Other scattershot spoilery examples:
There’s a wire fence. I tried “cut wire” early on which didn’t work. Apparently wire gets re-routed to “fencing tool” (presumably wire was a synonym for wire cutter?) so in that command I was trying to use a tool to cut itself. Oops, my bad.
There’s a handheld casket device you get early on. I guessed what it was used for (there’s good context clues for that), but there’s a “jumble of disks” that just short-circuited my brain. I was trying to turn the disks. Briefly starting over the game to look at the desc again, the first time you examine the object you get a special one-time description which would’ve helped a lot, because I was visualizing the disks all wrong. But I guess I missed it, oops.
You can throw the rope. Throwing the rope gives you the same response as throwing anything else (I couldn’t use it like a lasso to grab far away things, and I hadn’t found that lasso yet). Few more commands and I figured it out, but I threw a lot of stuff around, and it turns out the responses I was getting was just the default and I wasn’t getting any closer to the solution.
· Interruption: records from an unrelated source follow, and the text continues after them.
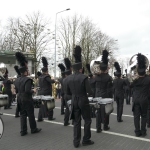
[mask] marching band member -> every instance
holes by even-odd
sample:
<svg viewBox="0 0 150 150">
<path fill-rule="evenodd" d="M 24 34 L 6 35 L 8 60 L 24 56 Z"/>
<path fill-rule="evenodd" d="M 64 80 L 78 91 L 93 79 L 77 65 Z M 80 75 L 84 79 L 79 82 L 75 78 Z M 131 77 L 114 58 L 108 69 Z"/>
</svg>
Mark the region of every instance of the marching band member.
<svg viewBox="0 0 150 150">
<path fill-rule="evenodd" d="M 108 88 L 112 87 L 112 77 L 108 74 L 108 51 L 104 50 L 102 54 L 102 62 L 100 63 L 101 74 L 95 76 L 95 97 L 109 98 Z M 105 113 L 105 106 L 101 106 L 96 113 L 97 133 L 101 132 L 101 123 L 104 124 L 103 129 L 109 130 L 109 115 Z"/>
<path fill-rule="evenodd" d="M 52 83 L 55 83 L 48 74 L 48 62 L 45 57 L 42 57 L 42 75 L 39 77 L 39 95 L 51 95 L 52 96 Z M 43 121 L 43 118 L 47 117 L 47 108 L 45 105 L 41 104 L 38 114 L 38 122 Z M 55 120 L 53 118 L 53 110 L 48 110 L 48 120 Z"/>
<path fill-rule="evenodd" d="M 65 58 L 64 62 L 65 62 L 65 66 L 66 66 L 65 78 L 63 79 L 63 91 L 64 91 L 64 99 L 65 99 L 65 103 L 66 103 L 66 110 L 65 110 L 65 116 L 64 116 L 64 126 L 68 126 L 68 125 L 70 125 L 70 123 L 69 123 L 70 112 L 69 112 L 69 107 L 67 105 L 67 101 L 71 100 L 72 95 L 68 95 L 66 93 L 66 91 L 67 91 L 68 77 L 69 77 L 69 75 L 72 74 L 72 68 L 71 68 L 71 62 L 70 62 L 69 58 Z"/>
<path fill-rule="evenodd" d="M 90 70 L 90 64 L 86 64 L 86 68 L 87 68 L 87 71 L 88 71 L 88 76 L 89 76 L 89 83 L 90 83 L 90 86 L 91 86 L 91 89 L 92 89 L 92 92 L 93 94 L 92 95 L 89 95 L 91 97 L 95 97 L 95 78 Z M 96 115 L 95 115 L 95 111 L 96 111 L 96 108 L 94 106 L 91 106 L 91 117 L 92 118 L 95 118 Z"/>
<path fill-rule="evenodd" d="M 150 88 L 150 77 L 146 75 L 146 58 L 144 55 L 137 54 L 137 73 L 138 78 L 133 81 L 133 114 L 136 136 L 146 136 L 146 121 L 148 109 L 148 92 Z M 141 126 L 140 126 L 141 116 Z"/>
<path fill-rule="evenodd" d="M 125 70 L 125 72 L 126 72 L 125 99 L 126 99 L 126 104 L 130 105 L 131 89 L 130 89 L 130 82 L 127 75 L 127 69 Z"/>
<path fill-rule="evenodd" d="M 14 66 L 14 69 L 15 69 L 15 71 L 16 71 L 16 73 L 17 73 L 17 78 L 20 78 L 21 77 L 21 73 L 20 73 L 20 71 L 19 71 L 19 66 Z M 18 80 L 15 80 L 15 82 L 14 82 L 14 85 L 15 85 L 15 87 L 16 87 L 16 82 L 17 82 Z M 18 118 L 18 117 L 20 117 L 19 116 L 19 103 L 18 103 L 18 94 L 16 93 L 16 95 L 17 95 L 17 107 L 16 107 L 16 113 L 15 113 L 15 118 Z"/>
<path fill-rule="evenodd" d="M 82 62 L 81 62 L 81 47 L 76 46 L 74 49 L 75 63 L 72 65 L 74 74 L 67 77 L 67 95 L 72 95 L 71 102 L 71 119 L 73 119 L 74 125 L 74 147 L 77 148 L 80 145 L 81 140 L 81 115 L 84 119 L 84 136 L 82 145 L 92 145 L 91 138 L 91 116 L 90 105 L 87 93 L 92 93 L 90 88 L 88 77 L 82 74 Z"/>
<path fill-rule="evenodd" d="M 28 67 L 27 60 L 25 56 L 16 52 L 16 59 L 20 63 L 19 71 L 21 77 L 16 80 L 16 93 L 18 93 L 18 103 L 20 110 L 20 121 L 21 121 L 21 136 L 27 134 L 27 116 L 29 118 L 31 133 L 38 133 L 41 129 L 37 128 L 35 116 L 34 116 L 34 106 L 32 100 L 32 94 L 36 92 L 36 89 L 32 89 L 32 79 L 28 78 Z"/>
<path fill-rule="evenodd" d="M 61 88 L 63 87 L 63 79 L 65 78 L 65 66 L 63 64 L 59 64 L 58 67 L 61 70 L 61 78 L 59 79 L 59 82 L 61 84 Z M 61 90 L 61 115 L 64 115 L 64 107 L 65 107 L 65 99 L 64 99 L 64 93 Z"/>
<path fill-rule="evenodd" d="M 9 99 L 9 104 L 7 106 L 5 106 L 4 109 L 12 109 L 10 106 L 11 106 L 11 103 L 12 103 L 11 85 L 13 84 L 13 82 L 8 79 L 8 70 L 7 70 L 7 68 L 6 68 L 6 73 L 4 75 L 4 78 L 5 78 L 4 81 L 3 81 L 4 94 L 7 94 L 8 99 Z"/>
<path fill-rule="evenodd" d="M 114 63 L 116 69 L 115 76 L 117 77 L 113 81 L 115 100 L 117 103 L 117 121 L 123 122 L 122 113 L 123 113 L 123 104 L 124 104 L 124 87 L 126 82 L 121 78 L 121 68 L 118 62 Z"/>
</svg>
I never really understood out how the mechanism at the windmill worked, even after solving it. I could examine more things there, but the descriptions didn’t really paint the picture for me.
Some of that’s maybe my fault (or not my fault, but not my inclination). But it did made me think back to what Emily wrote about explorability, and what I like about parser-based puzzles: looking at a complex machine, then examining parts of that machine to understand it more and pin-pointing all the important parts of the puzzle is fun! Some of the puzzles here felt more like riddles posed to me, and I couldn’t always work my way closer to the solution. It also made me think about how maybe “unrecognized” responses can be helpful in a way, because those can also help tell the player which solution tracks are worth following and which aren’t.
Yet the puzzle that eventually used that rope? I got that satisfying “aha!” moment where everything clicked into place and I figured it out. It’s a great feeling, and it’s something that no other IFComp entry I played this year gave me. The underlying puzzle logic was extremely sound.
Anyways. Polished puzzle parser game. Those are not easy to make, and this one is very good. Nice semi-historical story wrapped around it.